In prescription medical product liability litigation, other courts have excluded the type of testimony that contributed to the illegal/unconstitutional verdicts in Actos and Pinnacle Hip.  In a hormone therapy case, Lea v. Wyeth LLC, 2011 WL 13193321 (E.D. Tex. Sept. 16, 2011), the court excluded an expert’s “opinion on potential methods of measuring punitive damages.”  Id. at *1.  The testimony was both “problematic” and “prejudicial”:

The more problematic issues are whether [the expert] is qualified to proffer an opinion on potential methods of measuring punitive damages and whether that opinion will assist the jury.  [He] opines that punitive damages in this case may be measured in a manner equivalent to an SEC fine, an antitrust violation, or a $100 speeding ticket.  The SEC metric would result in a range of punitive damages between $6.4 billion and $7.1 billion, the metric for an antitrust violation would yield a range of punitive damages between $19.1 billion and $21.3 billion, and the speeding-ticket metric would yield $168 million or $1.13 billion in damages. . . .

Even if these metrics would assist the jury, which the court need not decide, the court finds that the amounts proffered are wholly prejudicial to the extent that they are listed as part of a potential range of punitive damages.
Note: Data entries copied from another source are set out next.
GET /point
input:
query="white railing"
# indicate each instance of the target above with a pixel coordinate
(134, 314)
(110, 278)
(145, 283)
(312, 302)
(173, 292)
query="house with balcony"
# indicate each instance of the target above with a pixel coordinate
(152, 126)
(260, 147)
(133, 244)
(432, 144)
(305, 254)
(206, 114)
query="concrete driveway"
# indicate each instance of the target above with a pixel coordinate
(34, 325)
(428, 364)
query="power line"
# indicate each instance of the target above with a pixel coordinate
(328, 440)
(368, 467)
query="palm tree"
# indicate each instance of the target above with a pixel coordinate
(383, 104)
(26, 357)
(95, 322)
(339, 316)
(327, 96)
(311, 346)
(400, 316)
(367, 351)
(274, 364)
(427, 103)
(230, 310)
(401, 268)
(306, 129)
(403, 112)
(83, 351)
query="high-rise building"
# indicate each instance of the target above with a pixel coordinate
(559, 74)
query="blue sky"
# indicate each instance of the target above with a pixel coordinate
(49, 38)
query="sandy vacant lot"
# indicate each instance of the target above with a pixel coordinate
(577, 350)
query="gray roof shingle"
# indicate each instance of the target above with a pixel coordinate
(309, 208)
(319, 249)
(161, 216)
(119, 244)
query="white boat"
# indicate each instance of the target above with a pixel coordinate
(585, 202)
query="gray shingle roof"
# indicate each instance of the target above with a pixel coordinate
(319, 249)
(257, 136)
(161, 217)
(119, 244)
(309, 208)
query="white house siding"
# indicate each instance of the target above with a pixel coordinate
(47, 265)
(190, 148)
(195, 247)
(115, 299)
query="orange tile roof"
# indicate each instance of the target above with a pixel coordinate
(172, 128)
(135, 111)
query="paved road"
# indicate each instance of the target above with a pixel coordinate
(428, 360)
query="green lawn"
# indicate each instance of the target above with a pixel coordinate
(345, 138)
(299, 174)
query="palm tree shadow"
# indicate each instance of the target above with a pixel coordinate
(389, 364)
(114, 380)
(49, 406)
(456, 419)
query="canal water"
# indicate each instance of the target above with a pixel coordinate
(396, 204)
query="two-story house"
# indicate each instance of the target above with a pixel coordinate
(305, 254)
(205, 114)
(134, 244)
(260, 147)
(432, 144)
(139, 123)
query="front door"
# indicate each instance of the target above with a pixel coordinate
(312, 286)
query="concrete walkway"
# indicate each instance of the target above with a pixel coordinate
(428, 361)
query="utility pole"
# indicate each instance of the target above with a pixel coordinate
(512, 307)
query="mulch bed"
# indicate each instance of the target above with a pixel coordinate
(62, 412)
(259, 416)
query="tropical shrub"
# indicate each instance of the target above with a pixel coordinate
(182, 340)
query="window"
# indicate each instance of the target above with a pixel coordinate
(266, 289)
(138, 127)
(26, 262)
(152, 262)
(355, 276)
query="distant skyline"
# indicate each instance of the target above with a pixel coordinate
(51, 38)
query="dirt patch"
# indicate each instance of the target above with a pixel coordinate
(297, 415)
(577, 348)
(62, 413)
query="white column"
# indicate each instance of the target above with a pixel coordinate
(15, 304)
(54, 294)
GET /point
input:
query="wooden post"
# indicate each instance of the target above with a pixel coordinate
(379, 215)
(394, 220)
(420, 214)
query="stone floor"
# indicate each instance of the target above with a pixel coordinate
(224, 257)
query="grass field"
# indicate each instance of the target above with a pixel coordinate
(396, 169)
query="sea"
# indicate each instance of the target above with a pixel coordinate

Id. at *4 (citations omitted).

The same testimony was excluded in a second hormone therapy case.  Baldonado v. Wyeth, 2012 WL 1520331 (N.D. Ill. April 30, 2012).  The same expert purported to “extrapolate” from “SEC fines, antitrust violations, and speeding fines” to arrive at the supposed “proper level.”  Id. at *3.  Didn’t happen.  The testimony itself “not proper.”  Id.  “The amount, if any, is for the jury to decide based on the facts of this case and the applicable punitive damages law.  Such expert testimony would invade the province of the jury.”  Id.

Also, in Burton v. Wyeth-Ayerst Laboratories Div., 513 F. Supp. 2d 708, 717 (N.D. Tex. 2007), a fen-phen case, the court found such testimony “wholly prejudicial.”  Neither a “suggestion of a range of jury awards” nor an “opinion on the potential economic impact of a specific punitive damage award” was admissible.  Id. at 719.  “The court cannot allow such random speculation to be presented to the jury under the guise of expert testimony.”  Id. at 717.

Thus, the general rule has always been that “punitive damages experts” are an oxymoron.  Legitimate “experts” on punitive damages do not exist, except for the limited purpose of calculating a defendant’s net worth, as the assessment of punitive damages is for the jury alone.  Yes, a couple of notorious MDLs deviated from that rule in recent years.  But the outcomes in Actos and Pinnacle Hip speak for themselves.  Those results were predictably disastrous.  Even those judges − whose mistaken decisions to allow such testimony had caused the problem in the first place − had to declare those punitive damages verdicts illegal (Pinnacle Hip) or unconstitutional (Actos).  Thus, those deviations only reinforce the correctness of the general rule that excludes “experts” on punitive damages from testifying.